The fund is reported to be moving to a new office at 280 Park Avenue early this year.
Qatar Investment Authority
The Qatar Investment Authority, which was founded in 2005 on the back of the nation’s liquefied natural gas surplus, has $256 billion in total assets.
But it’s probably best known in New York City real estate for being one of the partners that purchased the GM Building with Boston Properties, along with Kuwait’s sovereign wealth fund, in 2008 for $2.8 billion. The size of the two Middle Eastern funds’ stake was not clear. But in 2013, both the Qatari and Kuwaiti funds sold their shares to a partnership lead by Soho China for $700 million.
The Qataris are now looking to spend $35 billion on U.S. real estate over the next five years, according to a statement the fund released in September when it announced it would open a New York office.
“With boots on the ground, our presence in New York
will anchor our interest in the region,” QIA’s chief executive Sheikh Abdullah bin Mohamed Al Thani said in the statement. “It is the perfect location to help strengthen our existing relationships and promote new partnerships as we continue to expand geographically, diversify our assets and seek long-term growth.”

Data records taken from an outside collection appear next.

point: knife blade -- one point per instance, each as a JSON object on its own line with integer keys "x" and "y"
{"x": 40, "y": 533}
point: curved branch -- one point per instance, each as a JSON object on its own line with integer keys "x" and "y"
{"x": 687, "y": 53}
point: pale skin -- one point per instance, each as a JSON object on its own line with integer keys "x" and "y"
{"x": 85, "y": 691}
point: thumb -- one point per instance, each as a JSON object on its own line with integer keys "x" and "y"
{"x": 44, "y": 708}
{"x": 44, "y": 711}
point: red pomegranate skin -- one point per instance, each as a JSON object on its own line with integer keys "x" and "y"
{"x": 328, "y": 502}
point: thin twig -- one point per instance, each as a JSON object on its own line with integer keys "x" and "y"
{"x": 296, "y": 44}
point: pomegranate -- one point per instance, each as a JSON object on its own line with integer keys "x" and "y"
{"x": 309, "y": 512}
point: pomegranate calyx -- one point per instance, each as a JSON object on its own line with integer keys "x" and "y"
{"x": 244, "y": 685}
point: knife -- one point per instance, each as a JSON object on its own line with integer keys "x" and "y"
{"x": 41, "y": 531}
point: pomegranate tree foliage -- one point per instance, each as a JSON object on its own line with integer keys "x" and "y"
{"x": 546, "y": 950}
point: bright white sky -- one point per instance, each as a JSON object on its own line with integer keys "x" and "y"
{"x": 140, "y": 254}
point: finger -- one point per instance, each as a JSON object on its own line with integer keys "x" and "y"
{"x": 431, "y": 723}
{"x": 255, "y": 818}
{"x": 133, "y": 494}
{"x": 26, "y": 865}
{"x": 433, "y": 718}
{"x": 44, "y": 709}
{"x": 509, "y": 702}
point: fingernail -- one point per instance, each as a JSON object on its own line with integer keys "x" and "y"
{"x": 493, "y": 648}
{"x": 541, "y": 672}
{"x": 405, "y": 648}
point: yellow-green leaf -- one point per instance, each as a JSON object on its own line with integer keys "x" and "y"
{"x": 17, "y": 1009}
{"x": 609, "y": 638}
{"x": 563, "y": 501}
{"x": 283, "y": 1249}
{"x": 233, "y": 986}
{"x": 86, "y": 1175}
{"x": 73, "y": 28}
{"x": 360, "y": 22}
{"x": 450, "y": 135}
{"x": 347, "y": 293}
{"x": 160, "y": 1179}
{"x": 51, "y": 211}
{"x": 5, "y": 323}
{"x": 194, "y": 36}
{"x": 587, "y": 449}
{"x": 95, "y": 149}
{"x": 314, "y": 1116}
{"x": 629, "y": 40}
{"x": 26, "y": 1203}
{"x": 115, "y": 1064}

The fund didn’t waste any time after announcing its new office.
In October, it closed on a deal to buy a 44 percent stake in Brookfield Property Partners’ Manhattan West megaproject on the Far West Side.
When the five-building, 7-million-square-foot project — which is anchored by the law firm tenant Skadden, Arps, Slate, Meagher & Flom — is complete and stabilized in 2019, the partners project it will be valued at $8.6 billion.
Earlier this year, Brookfield and the QIA also completed the takeover of the Canary Wharf Group, which owns some 7 million square feet of retail and office space in London’s East End business district.